Google’s 2017 research paper was foundational for modern artificial intelligence
Five tasks that AI does really well
- Synthesising: anywhere you have a lot of disparate data, AI can help you put it all together, whatever the format and uncover the key themes across the lot. For example, we fed an LLM every episode of The Persuasion Game and asked it to identify the key themes. The podcast team could perhaps have found most of them if they sat down for an afternoon and worked through the episodes. But AI did it very quickly – and more to the point – it came up with some that were surprising, but made perfect sense. Would the team have uncovered these? Perhaps not.
- Analysing: AI can create new understanding through using advanced analytical processes, such as predictive forecasting and auto-clustering. For example, we might use AI analysis to automatically identify the optimal number of clusters within a Demand Spaces project. To be clear, we wouldn’t suggest replacing human analysis with AI. Rather it is good for a first pass analysis, to come up with themes and connections as a starting point for further, more in-depth and contextual thinking.
- Hypothesising: you can use AI as a sparring partner, to create and test hypotheses that predict current and future scenarios. We’ve used it to test out our ideas, critique our thinking and uncover things that we might have otherwise missed.
- Connecting: because the world is complex, it doesn’t always fall neatly into segments or clusters. For example, we do a lot of trends work and the reality is that emerging trends aren’t discreet – they are always interconnected. We’ve used AI to ideate around connecting trends in unexpected ways and exploring what those connections might look like.

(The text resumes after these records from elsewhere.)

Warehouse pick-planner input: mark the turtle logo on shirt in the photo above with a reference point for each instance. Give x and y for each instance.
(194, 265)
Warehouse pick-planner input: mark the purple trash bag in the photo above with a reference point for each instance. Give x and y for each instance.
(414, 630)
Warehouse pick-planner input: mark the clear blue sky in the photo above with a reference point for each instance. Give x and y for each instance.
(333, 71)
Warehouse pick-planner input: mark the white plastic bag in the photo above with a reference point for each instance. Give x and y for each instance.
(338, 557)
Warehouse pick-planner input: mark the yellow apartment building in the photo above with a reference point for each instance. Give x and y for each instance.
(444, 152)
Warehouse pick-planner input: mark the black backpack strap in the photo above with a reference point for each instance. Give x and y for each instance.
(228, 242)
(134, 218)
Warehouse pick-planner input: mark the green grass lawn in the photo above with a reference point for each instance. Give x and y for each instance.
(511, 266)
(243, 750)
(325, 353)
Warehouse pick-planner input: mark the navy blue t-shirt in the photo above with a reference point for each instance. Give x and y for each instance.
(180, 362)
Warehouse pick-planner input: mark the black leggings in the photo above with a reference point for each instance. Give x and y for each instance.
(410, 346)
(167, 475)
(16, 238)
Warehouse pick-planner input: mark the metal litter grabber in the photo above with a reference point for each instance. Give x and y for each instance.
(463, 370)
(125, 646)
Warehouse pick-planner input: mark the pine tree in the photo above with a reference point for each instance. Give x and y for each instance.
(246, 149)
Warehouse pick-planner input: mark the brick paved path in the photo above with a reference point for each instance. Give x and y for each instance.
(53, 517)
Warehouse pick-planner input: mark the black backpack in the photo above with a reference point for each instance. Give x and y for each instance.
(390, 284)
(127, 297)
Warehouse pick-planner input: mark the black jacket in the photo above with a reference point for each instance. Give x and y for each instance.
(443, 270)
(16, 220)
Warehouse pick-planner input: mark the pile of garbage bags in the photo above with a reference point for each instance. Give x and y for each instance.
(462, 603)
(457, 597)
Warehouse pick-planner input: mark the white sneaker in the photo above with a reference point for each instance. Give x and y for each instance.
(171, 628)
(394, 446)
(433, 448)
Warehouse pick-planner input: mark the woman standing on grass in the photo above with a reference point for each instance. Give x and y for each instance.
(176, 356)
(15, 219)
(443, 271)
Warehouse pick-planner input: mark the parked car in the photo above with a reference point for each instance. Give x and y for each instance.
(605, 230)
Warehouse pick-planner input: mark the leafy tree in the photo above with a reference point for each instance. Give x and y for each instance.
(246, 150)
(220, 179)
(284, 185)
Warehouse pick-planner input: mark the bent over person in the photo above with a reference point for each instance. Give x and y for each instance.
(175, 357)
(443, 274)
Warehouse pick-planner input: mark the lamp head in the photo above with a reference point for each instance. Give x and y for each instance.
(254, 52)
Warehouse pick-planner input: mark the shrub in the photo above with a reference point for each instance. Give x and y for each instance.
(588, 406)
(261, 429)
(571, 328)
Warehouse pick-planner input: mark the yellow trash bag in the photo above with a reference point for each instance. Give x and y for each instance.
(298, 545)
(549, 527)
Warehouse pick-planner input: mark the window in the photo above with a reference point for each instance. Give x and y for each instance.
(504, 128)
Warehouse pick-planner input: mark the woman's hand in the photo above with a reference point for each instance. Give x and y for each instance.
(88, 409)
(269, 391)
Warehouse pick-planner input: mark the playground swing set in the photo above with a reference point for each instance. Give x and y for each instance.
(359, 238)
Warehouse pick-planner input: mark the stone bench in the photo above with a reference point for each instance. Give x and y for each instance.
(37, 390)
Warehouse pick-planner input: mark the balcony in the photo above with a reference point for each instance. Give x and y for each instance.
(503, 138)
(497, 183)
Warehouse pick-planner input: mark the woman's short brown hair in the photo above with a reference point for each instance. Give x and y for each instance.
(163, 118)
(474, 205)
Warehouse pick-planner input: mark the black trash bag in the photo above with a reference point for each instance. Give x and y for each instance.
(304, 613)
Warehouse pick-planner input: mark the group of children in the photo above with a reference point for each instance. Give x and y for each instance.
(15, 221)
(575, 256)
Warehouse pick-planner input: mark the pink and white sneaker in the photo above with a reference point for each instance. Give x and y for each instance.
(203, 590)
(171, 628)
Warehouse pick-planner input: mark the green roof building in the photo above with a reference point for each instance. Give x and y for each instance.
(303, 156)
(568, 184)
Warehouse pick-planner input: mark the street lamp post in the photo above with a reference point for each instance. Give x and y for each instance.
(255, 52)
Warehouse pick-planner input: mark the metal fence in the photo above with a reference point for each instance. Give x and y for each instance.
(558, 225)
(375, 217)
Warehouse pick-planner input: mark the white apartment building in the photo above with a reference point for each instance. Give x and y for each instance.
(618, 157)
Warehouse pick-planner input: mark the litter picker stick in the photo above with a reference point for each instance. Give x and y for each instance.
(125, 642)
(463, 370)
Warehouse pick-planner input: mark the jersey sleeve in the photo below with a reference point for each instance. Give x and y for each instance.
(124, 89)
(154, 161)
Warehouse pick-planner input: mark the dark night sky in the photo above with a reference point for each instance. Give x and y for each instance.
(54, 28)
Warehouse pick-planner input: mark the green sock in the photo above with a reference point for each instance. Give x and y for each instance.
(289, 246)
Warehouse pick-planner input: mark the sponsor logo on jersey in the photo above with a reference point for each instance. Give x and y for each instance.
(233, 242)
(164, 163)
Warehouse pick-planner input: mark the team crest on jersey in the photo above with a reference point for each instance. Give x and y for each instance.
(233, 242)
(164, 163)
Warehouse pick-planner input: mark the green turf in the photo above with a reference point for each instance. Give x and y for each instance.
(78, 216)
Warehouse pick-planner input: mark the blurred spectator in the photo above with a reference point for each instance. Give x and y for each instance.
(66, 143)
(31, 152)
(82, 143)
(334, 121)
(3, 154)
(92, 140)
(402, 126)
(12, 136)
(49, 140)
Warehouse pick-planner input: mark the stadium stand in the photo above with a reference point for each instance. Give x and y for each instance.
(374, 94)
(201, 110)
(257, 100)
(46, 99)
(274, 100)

- Enhancing: One of the most challenging stages in any consultancy project is bringing strategy, demand spaces, or innovation platforms to life and helping clients envision how they can utilise them. AI can help with creating mood boards, images, video and thematic descriptions that can provoke instant understanding in a way that a data-driven slide deck just can’t.

How NOT to us AI
Our business is centred around the fact that we have a set of hugely experienced and talented individuals who are experts in their fields. So, for us, AI is a support tool. It’s a tool and not an output, an executor not a decision maker. LLMs are powerful technology but they don’t really think or reason (despite what the marketing says); AI is a clever prediction tool that simply forecasts the next word in a sequence in a way that looks and sounds plausibly like intelligence. Given this, it’s important to understand that it’s not great at everything and there are several ways we wouldn’t use it.

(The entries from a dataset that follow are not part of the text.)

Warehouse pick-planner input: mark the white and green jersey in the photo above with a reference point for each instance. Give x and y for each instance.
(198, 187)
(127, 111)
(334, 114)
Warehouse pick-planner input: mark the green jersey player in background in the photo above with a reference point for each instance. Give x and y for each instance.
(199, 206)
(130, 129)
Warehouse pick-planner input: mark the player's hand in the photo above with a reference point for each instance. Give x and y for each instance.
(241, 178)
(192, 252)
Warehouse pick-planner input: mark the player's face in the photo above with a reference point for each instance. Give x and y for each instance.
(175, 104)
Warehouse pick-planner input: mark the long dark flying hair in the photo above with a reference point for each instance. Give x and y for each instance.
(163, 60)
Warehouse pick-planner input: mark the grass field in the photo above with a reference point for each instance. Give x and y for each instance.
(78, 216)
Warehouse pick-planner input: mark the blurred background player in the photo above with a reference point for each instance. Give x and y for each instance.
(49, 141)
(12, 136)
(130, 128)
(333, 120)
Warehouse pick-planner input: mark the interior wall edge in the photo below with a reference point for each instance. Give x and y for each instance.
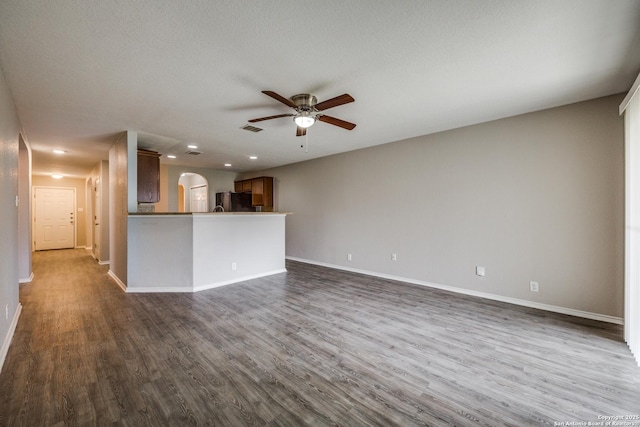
(9, 337)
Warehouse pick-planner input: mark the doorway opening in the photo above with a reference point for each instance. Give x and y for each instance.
(193, 193)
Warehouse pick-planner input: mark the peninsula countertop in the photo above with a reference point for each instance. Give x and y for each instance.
(207, 213)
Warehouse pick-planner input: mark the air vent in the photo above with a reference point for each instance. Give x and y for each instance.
(251, 128)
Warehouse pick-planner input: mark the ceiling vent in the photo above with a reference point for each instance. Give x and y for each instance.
(251, 128)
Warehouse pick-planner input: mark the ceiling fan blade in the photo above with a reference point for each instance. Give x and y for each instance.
(334, 102)
(336, 122)
(270, 117)
(280, 98)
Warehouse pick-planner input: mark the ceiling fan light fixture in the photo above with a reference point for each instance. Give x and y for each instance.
(304, 120)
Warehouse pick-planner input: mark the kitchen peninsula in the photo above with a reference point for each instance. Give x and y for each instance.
(190, 252)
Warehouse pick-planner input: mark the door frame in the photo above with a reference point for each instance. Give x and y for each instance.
(75, 213)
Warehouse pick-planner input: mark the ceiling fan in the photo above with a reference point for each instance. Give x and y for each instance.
(307, 110)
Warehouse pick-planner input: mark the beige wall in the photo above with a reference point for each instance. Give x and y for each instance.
(79, 184)
(120, 201)
(9, 254)
(533, 197)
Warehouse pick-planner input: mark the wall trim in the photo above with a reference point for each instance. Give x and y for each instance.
(26, 280)
(194, 289)
(494, 297)
(239, 279)
(9, 337)
(159, 290)
(117, 280)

For example, we would never use it to create the final output of a report, or a framework. It is a stepping stone to getting to a final version but never the final version itself. As a tool which is probabilistic rather than deterministic, it is by nature inconsistent – ask it the same thing twice and you are likely to get different answers which is fine when you are doing creative ideation, but you wouldn’t want it to do your management accounts, or create a detailed strategy for clients to follow. And we would never take what it tells us at face value. When we work with AI, we go through lots of trial and error, using deep prompts and pushing it really hard to try to get to answers that are of value before casting a final human eye over any of its output.

How we’ve used AI at The Forge
Where AI has been most useful is in helping us extrapolate trends, enrich our understanding of consumers across nuances such as geography, demographics and beliefs, and test outputs while leaving the actual thinking to the thinkers.
It’s easy to lean too far into the conceptual when discussing AI, so here’s a set of three of the most interesting areas I’ve worked on over the last 3 months to illustrate my view on AI’s value and show how we’ve used it in practice.
Use Case 1: Unstructured Data
Much of the world’s most interesting data is messy, qualitative, and unstructured: social conversations, search behaviour, cultural commentary, podcast discussions, news articles and more. At The Forge, our core belief is that insight is forged not found. We start with consumer research, but we have always used other data to help us build a more 360 view. We work to a model we call AWDiT to help us build our understanding of the world (fun fact – the four parts of AWDiT are the four quadrants represented in our logo). AWDiT stands for:
- Ask: consumer surveys and interviews
- Watch: ethnographic or behavioural data
- Dig: big data, data mining, client data sets
- Trends: predicting the future with trends, forecasts and foresight
AI helps us take this model further. We’ve developed a set of AI tools that go beyond simple social listening to forge all these disparate data sources to build a detailed picture of consumer and cultural understanding. When combined with structured datasets, they unlock insights that are both wide in scope and rich in cultural context.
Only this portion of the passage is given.